梅雨から秋にかけて、うざいってくらいいっぱい出てくるこいつ。
手で殺すにはさすがに抵抗がある。
山の中ではどんなに防虫しようが、すき間からまんまと入り込まれてしまう。
夏の露出の多い肌は、あいつらには絶好の食事場で。
防ぎようにも防げない。
見事にあたしは、あいつらの餌食になっていた。
彼は彼で暑さも感じないのか涼しげな顔をしている。
蚊も彼には近寄ろうとしやしない。
「蚊にもあたしの美貌がわかるのね」
ふふんっとそっぽを向く。
「はいはい」
彼はあきれたように再度ため息をついた。
湖の見える綺麗なコテージって聞いてたのに、ばりばりの山の中じゃない。
あたしはイエローじゃないんだから、森なんかみたってうれしくないわよ!!!
手ではたく。
「ほんと好かれてるな」
「グリーン以外に好かれてもうれしくない!!」
「おまえなぁ」
真っ赤な顔のグリーンが、いぶかしげな表情であたしを見た。
「っていうかかゆいー」
刺された部分を掻く。
「掻くなって」
そう言いながら彼はあたしの手を掴む。
「やぁーだぁ、痒いんだもーん!」
手を振り払って再度掻く。
「やめろって。掻いたって、かゆみは治まんねーから!」
「何もしないよりまし!」
「ましじゃない!やめろって」
再度彼があたしの腕を掴む。
「やぁーだぁ!!」
逆の手で掻こうとするが、
「だからやめろって!赤くなってるじゃないか」
両手を抑えられては、何もできない。
「だってぇ」
かゆみが治まらないあたしは、涙目で彼を見上げた。
「…昼間っからラブラブですこと。でも時間帯とかわきまえような?」
にっこり笑顔のレッドさん。
あたしたち何してたっけ?
かゆいから掻こうとする手を、グリーンが抑えて、反対の手で掻こうとしたのも抑えられて、つまり、両手を押さえつけわれてるわけで…。
グリーンがぱっとあたしの手を離す。
「いやいや、昼間っからお熱いことで!」
レッドはそのまま部屋を出ていってしまう。
「だから違うと言ってるだろ!!」
真っ赤な顔になったグリーンが、取り繕うためにレッドを追いかける。
「…」
取り残されたあたしは現状整理。
あとがき
まぁ何がいいかは、こういう旅行もそれなりにいい思い出つくりになったかなっていうね、なんていうか、兄さんが自分に触れてくれたりとか、構ってくれるなら、蚊に刺されるのも悪くないかなぁ、的な現金さを出したかっただけなんですよ。結局姉さんは兄さんが大好きなのでした!!って話なの!!!!!

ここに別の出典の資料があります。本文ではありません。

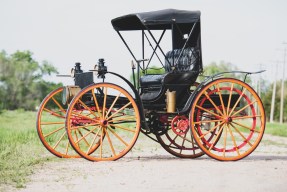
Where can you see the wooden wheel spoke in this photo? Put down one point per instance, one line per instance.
(243, 108)
(208, 111)
(211, 101)
(60, 128)
(246, 117)
(233, 139)
(121, 127)
(94, 139)
(117, 136)
(112, 106)
(212, 129)
(62, 136)
(67, 147)
(88, 108)
(56, 114)
(237, 101)
(96, 101)
(52, 123)
(244, 126)
(84, 116)
(84, 126)
(244, 138)
(207, 121)
(219, 133)
(173, 140)
(105, 100)
(229, 99)
(221, 100)
(224, 140)
(101, 143)
(58, 104)
(84, 136)
(110, 142)
(113, 120)
(119, 110)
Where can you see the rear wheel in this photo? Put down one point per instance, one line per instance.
(108, 118)
(51, 125)
(232, 108)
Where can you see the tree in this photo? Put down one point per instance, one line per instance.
(21, 80)
(266, 99)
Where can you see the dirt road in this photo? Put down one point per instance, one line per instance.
(149, 168)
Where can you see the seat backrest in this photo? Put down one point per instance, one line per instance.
(187, 61)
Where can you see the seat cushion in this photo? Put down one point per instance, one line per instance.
(153, 79)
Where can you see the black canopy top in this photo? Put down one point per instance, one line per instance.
(161, 19)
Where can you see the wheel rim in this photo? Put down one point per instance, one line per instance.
(239, 116)
(109, 120)
(51, 125)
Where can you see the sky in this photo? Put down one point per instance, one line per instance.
(246, 33)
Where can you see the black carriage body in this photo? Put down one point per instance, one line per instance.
(182, 63)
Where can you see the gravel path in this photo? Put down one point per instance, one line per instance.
(149, 168)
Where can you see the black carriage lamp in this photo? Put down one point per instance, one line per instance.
(101, 68)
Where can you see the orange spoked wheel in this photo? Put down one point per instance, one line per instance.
(178, 139)
(51, 125)
(233, 108)
(109, 120)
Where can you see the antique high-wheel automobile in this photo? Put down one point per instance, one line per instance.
(220, 116)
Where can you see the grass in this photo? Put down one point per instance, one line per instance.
(20, 147)
(276, 129)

あははは。なんかこう、姉さんが妙な説明口調というか、言い訳口調というか、いかにこう現状を良い物として考えようかっていう表現をしたかったので、おもしろ可笑しく見ていただければ何よりいいかなぁって思います。何をさせたかったのかと言いますと、掻いて真っ赤になってる姉さんの肌を兄さんに心配して欲しかったです。おまえのだけじゃないんだから、みたいな(死ね)あはははは。まぁ夏に書いたのに夏に更新しそこねた作品でした(笑)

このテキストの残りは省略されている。